Where the Maple Leafs goaltending is concerned, all the buzz is about the battle that incumbent James Reimer and newcomer Jonathan Bernier will wage at the start of training camp Sept. 11 to see who will emerge as the starter when the 2013-14 regular season kicks off Oct. 1 in Montreal.
Sparks, who was drafted in the seventh round, 190th overall, by Toronto in 2011, has his sights set on making the Toronto Marlies.
The six-foot-three, 204-pounder from Elmvale, Ont., is known for his laser-quick legs and good glove hand. Last season with the Guelph Storm of the Ontario Hockey League, he posted a 36-17-4 record with a respectable 2.65 goals-against average and .917 save percentage with seven shutouts.

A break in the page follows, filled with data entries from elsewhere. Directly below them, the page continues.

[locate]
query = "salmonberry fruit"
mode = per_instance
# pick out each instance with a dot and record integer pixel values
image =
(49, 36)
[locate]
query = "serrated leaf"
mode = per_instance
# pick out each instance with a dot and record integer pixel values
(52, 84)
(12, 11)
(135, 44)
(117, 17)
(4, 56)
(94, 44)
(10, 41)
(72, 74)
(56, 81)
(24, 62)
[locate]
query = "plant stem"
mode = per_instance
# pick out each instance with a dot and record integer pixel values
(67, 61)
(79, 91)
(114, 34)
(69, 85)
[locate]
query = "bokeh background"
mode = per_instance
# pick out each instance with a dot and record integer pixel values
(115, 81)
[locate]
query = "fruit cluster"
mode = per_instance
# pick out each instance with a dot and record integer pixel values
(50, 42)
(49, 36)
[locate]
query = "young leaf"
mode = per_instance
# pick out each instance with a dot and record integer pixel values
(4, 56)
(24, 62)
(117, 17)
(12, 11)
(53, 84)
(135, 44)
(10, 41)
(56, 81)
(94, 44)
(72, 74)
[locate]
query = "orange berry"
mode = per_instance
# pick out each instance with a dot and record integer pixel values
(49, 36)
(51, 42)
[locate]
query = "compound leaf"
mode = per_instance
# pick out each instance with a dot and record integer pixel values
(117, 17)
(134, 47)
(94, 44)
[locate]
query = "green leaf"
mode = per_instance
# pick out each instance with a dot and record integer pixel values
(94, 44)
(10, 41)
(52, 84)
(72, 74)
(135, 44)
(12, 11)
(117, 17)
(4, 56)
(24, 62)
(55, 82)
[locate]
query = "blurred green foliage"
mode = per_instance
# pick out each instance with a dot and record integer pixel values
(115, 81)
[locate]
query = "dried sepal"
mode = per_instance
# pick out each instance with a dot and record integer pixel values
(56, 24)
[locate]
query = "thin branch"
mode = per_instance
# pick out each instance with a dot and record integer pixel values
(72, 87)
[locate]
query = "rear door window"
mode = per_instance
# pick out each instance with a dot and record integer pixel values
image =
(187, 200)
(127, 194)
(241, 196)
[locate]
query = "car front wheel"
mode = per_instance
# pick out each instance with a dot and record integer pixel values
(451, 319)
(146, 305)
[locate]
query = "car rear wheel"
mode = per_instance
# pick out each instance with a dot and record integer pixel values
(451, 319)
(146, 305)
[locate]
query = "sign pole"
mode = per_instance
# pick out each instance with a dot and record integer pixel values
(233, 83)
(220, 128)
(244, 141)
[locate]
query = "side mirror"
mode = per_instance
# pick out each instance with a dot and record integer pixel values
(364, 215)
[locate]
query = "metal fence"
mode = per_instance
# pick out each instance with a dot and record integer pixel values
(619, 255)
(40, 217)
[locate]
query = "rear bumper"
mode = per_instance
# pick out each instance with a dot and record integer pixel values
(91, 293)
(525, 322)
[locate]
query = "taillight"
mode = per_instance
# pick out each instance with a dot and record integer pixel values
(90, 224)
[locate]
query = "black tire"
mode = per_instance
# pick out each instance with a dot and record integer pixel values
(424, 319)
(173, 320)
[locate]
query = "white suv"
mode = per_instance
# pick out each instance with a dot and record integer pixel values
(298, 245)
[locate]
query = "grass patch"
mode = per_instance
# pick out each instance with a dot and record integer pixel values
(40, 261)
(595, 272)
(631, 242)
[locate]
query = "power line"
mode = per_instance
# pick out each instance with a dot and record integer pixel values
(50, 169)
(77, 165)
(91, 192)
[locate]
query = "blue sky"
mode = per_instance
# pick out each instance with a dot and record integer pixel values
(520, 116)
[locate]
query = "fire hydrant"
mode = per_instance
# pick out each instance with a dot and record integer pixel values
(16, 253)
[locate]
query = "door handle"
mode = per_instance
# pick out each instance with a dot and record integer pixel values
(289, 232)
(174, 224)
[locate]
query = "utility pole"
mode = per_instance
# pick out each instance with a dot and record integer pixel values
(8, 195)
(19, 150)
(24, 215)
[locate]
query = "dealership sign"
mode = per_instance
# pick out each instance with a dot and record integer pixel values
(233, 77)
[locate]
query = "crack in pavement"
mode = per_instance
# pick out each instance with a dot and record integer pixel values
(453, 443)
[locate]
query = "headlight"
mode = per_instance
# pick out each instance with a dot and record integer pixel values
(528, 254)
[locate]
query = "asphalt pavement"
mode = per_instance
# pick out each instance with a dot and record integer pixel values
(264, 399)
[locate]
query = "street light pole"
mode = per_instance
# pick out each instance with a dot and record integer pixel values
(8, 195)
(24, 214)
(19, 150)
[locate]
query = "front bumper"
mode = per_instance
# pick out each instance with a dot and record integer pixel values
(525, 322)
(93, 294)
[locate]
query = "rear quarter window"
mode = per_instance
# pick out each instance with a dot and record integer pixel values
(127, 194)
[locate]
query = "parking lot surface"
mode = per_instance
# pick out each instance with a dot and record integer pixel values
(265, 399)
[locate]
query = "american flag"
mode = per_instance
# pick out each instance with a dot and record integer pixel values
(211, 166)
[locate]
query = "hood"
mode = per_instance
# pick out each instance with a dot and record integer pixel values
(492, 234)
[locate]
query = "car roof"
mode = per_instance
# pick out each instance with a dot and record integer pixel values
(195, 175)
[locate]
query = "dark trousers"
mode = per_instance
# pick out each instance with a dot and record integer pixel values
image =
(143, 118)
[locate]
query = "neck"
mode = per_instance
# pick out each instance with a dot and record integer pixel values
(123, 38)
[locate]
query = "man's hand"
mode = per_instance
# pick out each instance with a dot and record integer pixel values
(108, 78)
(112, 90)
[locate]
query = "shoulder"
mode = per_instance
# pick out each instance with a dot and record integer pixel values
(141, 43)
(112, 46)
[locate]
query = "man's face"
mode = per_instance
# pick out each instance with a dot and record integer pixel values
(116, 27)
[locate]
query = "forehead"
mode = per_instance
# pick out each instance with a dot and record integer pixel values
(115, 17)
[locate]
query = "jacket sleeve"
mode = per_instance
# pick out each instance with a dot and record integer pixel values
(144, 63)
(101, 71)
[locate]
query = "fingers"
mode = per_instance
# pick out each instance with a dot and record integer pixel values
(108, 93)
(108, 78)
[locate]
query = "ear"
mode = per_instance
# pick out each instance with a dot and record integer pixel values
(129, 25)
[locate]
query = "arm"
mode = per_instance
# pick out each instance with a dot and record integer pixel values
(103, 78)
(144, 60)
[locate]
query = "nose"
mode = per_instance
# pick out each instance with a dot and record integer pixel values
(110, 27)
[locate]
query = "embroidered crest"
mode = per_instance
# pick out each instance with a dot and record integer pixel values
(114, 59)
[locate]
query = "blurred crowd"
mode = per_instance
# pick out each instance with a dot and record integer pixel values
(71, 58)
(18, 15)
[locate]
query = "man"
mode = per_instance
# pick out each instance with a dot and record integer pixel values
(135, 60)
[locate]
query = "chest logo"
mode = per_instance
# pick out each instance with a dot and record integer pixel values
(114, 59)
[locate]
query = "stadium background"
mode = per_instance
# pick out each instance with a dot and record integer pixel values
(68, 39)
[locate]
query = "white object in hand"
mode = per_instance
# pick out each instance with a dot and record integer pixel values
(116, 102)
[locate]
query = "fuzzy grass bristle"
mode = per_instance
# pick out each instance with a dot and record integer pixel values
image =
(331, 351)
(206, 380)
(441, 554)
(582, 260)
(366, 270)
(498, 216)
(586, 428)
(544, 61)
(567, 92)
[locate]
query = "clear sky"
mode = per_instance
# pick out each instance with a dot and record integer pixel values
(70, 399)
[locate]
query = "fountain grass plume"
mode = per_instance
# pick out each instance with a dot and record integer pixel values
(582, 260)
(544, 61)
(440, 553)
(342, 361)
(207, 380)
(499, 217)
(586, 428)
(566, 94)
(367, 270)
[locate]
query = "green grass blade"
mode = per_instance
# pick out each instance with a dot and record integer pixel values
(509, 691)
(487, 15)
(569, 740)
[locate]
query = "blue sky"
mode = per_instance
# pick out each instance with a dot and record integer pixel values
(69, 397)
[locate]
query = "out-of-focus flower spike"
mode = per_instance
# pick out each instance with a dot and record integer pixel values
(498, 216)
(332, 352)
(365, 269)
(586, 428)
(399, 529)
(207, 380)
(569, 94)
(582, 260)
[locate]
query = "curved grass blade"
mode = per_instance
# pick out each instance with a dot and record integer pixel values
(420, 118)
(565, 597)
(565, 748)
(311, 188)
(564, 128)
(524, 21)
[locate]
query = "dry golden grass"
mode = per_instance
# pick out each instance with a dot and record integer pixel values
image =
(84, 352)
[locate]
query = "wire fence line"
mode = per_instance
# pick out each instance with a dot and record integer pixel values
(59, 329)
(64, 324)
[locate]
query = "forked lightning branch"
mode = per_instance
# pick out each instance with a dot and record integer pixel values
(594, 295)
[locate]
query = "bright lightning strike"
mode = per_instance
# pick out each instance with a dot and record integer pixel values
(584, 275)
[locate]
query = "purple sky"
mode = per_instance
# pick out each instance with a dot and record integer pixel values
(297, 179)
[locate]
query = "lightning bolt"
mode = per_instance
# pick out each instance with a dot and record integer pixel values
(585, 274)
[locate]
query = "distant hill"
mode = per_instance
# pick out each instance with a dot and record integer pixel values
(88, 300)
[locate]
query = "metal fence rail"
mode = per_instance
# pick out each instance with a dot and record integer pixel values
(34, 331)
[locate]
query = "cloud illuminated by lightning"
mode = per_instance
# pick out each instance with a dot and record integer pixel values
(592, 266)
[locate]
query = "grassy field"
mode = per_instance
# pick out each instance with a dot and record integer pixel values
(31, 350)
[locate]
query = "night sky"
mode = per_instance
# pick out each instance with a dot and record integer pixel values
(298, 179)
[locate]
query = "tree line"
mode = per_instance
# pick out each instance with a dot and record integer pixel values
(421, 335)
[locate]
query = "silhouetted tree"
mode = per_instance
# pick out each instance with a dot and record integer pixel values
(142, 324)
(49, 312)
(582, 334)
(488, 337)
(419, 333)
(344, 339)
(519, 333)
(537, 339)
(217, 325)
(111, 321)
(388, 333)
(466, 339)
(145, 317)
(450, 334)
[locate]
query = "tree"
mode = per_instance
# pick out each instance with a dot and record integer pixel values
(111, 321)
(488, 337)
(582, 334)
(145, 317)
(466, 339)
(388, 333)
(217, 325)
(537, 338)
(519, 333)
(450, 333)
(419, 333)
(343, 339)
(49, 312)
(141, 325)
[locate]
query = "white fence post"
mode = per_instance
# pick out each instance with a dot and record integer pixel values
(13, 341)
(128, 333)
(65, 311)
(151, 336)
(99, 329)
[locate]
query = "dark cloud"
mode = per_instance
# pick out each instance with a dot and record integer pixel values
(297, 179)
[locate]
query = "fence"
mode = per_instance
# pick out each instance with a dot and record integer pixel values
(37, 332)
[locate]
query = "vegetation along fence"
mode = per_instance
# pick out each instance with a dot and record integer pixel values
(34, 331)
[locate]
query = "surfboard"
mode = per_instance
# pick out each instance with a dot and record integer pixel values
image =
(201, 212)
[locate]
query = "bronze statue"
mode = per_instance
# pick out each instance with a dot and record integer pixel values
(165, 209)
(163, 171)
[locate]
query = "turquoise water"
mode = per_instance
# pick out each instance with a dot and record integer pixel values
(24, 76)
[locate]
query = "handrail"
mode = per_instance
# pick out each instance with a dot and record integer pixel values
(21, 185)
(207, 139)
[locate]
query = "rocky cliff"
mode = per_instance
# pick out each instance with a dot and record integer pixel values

Against the Chicago rookies Thursday, Sparks was solid through the first 40 minutes, allowed a bit of a weak goal on a shot that seemed to handcuff him early in the third period when the Blackhawks cut Toronto's lead to 2-1 and then, with the game tied, made a remarkable leg save with 27 seconds remaining in regulation to vault the game into overtime. All in all, it was a night to be proud.
Big contributor
Marlies head coach Steve Spott, who handled the bench, felt Sparks's overall performance, in particular the last-second save in the third period, played a huge role in helping his team emerge victorious.
"It was huge," Spott said of the point-blank save. "He was great in the third. Chicago came at us and he kept us in the game. Obviously he was great in the shootout he was critical. He made a couple of great saves so it was a good win by him. He was solid. His rebound control was good and I thought he might want to have that first one back, but I don't know if he saw it. It might have caught him off guard."
Sparks acknowledged the late save, but didn't think it was anything special even if it did bring those in attendance at Budweiser Gardens out of their seats.
"At the end of the day one save is not more important than the other saves," Sparks said. "I could have made other saves in the game that I didn't make and I could have let in other goals that I made saves on. At the end of the day my job is to make saves when things go wrong and that's all I am trying to do."
Although he didn't look it, Sparks said he felt a little rusty.
"I felt like it was my first game in three months," Sparks said with a grin. "I tried to prepare for the game and get hydrated, but you can't prepare 100 per cent all the time and by the third period my legs were pretty shot. The good thing was everybody else was feeling it, too. I just tried to battle through it."
The last time Sparks attended Leafs rookie camp two years ago in Oshawa he knew he was ticketed back to junior hockey. Now he has graduated and how well he plays in the next two weeks will help determine where he starts the year. It could be with the Marlies or he could be assigned to the ECHL.
"The first year you come in as one of the younger guys and the next year you are looked upon to show what you have learned and show how you have improved over the past year or two," Sparks said. "This year there is a different approach because there is an end goal which is to ready for main camp and for whatever lies ahead.
"This year it's not that you're going back to junior; you've got a team to make and you've got people to impress. It's a lot more fun and a little bit more pressure, but that's why you play the game."
BIGGS GOAL: Tyler Biggs scored the deciding goal in Toronto's opening game of the rookie tournament featuring teams from Toronto, Ottawa, Pittsburgh and Chicago, but it wasn't his most lucrative score of the day. In the morning during a drill, coach Steve Spott wagered him $100 he wouldn't score on his next shot.
"He said, 'I bet you $100 you won't score,' " Biggs said. "I lined up, took a one-timer and put it top shelf and I went right back to him."
Any chance Spott will give you another $100 for the game-winner against the Blackhawks?
"I hope so," Biggs said. "That would be nice. At the end of the day no real money was passed around."